DE LA TAMISE À LA GARONNE
     

I

« ON NE S’ÉVADE PAS DE LA TOUR DE LONDRES… »
    Un énorme corbeau, noir, luisant,
monstrueux, presque aussi gros qu’une oie, sautillait devant le soupirail.
Parfois il s’arrêtait, l’aile basse, la paupière faussement close sur son petit
œil rond, comme s’il allait dormir. Puis soudain, détendant le bec, il
cherchait à frapper les yeux d’homme qui brillaient derrière les barreaux du
soupirail. Ces yeux gris, couleur de silex, semblaient attirer l’oiseau. Mais
le prisonnier était vif et avait déjà reculé le visage. Alors le corbeau
reprenait sa promenade, par sauts pesants et courts.
    L’homme, à présent, sortait la main
hors du soupirail, une belle main grande et longue, nerveuse, l’avançait
insensiblement, la laissait inerte, pareille à une branche sur la poussière du
sol, attendant l’instant de saisir le corbeau par le cou.
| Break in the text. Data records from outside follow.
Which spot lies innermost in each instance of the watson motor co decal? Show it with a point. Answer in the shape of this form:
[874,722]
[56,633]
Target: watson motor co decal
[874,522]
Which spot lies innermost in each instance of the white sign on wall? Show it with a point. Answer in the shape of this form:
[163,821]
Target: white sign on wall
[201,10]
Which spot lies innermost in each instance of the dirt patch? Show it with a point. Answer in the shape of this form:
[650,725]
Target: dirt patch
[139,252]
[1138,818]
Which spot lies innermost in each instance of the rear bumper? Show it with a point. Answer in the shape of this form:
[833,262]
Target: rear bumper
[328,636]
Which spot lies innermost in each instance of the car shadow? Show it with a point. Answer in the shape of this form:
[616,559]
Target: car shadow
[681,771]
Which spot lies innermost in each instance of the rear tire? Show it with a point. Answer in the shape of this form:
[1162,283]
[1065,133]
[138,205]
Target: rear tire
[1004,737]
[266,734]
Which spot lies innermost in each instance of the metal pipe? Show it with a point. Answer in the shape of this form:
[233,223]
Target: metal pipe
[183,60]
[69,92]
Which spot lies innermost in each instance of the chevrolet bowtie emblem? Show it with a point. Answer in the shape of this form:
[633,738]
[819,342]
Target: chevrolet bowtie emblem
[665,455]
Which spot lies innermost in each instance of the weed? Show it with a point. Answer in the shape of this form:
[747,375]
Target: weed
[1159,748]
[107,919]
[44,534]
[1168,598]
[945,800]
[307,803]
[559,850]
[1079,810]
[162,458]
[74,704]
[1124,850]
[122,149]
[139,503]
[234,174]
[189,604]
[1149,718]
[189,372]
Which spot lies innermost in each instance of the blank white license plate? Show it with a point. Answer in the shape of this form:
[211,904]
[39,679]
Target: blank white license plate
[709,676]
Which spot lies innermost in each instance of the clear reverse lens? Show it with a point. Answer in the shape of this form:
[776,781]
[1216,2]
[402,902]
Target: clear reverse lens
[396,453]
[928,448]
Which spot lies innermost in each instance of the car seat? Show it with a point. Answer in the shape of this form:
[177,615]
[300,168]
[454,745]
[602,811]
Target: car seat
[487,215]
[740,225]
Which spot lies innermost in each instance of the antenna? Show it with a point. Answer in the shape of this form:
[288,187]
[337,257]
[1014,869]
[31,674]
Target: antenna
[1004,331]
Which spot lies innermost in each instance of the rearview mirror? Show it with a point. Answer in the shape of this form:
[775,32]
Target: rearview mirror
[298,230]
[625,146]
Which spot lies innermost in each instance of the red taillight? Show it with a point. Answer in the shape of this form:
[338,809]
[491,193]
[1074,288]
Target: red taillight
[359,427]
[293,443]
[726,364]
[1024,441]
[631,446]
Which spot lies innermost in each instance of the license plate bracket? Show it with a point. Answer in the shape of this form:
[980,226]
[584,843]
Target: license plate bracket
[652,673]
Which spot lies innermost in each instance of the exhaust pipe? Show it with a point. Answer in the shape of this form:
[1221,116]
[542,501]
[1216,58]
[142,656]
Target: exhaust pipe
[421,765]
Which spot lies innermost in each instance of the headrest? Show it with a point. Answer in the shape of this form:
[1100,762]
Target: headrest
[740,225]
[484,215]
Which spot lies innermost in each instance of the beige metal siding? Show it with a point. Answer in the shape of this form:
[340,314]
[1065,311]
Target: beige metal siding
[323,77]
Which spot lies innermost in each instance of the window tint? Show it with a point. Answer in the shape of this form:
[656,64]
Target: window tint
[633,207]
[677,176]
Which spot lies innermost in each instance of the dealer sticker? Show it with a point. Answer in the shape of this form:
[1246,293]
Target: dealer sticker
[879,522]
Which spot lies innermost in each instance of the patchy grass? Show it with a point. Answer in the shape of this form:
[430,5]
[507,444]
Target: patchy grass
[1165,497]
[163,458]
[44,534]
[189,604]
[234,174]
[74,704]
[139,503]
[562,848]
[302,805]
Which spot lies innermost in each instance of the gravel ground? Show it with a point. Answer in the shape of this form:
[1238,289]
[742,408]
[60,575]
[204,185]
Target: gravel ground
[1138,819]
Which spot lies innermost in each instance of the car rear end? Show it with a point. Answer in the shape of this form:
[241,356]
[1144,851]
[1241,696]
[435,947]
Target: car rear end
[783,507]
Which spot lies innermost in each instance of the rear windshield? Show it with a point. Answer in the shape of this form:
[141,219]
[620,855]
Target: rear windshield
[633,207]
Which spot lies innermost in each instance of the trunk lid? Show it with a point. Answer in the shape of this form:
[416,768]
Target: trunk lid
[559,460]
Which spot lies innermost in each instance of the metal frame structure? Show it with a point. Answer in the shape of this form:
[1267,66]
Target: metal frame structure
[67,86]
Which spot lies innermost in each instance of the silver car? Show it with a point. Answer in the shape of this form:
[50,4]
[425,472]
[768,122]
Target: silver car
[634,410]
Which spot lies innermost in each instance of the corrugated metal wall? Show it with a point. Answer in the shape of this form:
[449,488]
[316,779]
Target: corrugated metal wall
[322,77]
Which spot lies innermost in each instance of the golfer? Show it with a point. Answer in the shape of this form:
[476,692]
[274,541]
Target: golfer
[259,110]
    L’oiseau, lui aussi, était rapide,
en dépit de sa taille ; il s’écartait d’un bond, lançant un croassement
enroué.
    — Prends garde, Édouard, prends
garde, dit l’homme derrière la grille du soupirail. Un jour, je finirai bien
par t’étrangler.
    Car le prisonnier avait donné à ce corbeau
sournois le nom de son ennemi, le roi d’Angleterre.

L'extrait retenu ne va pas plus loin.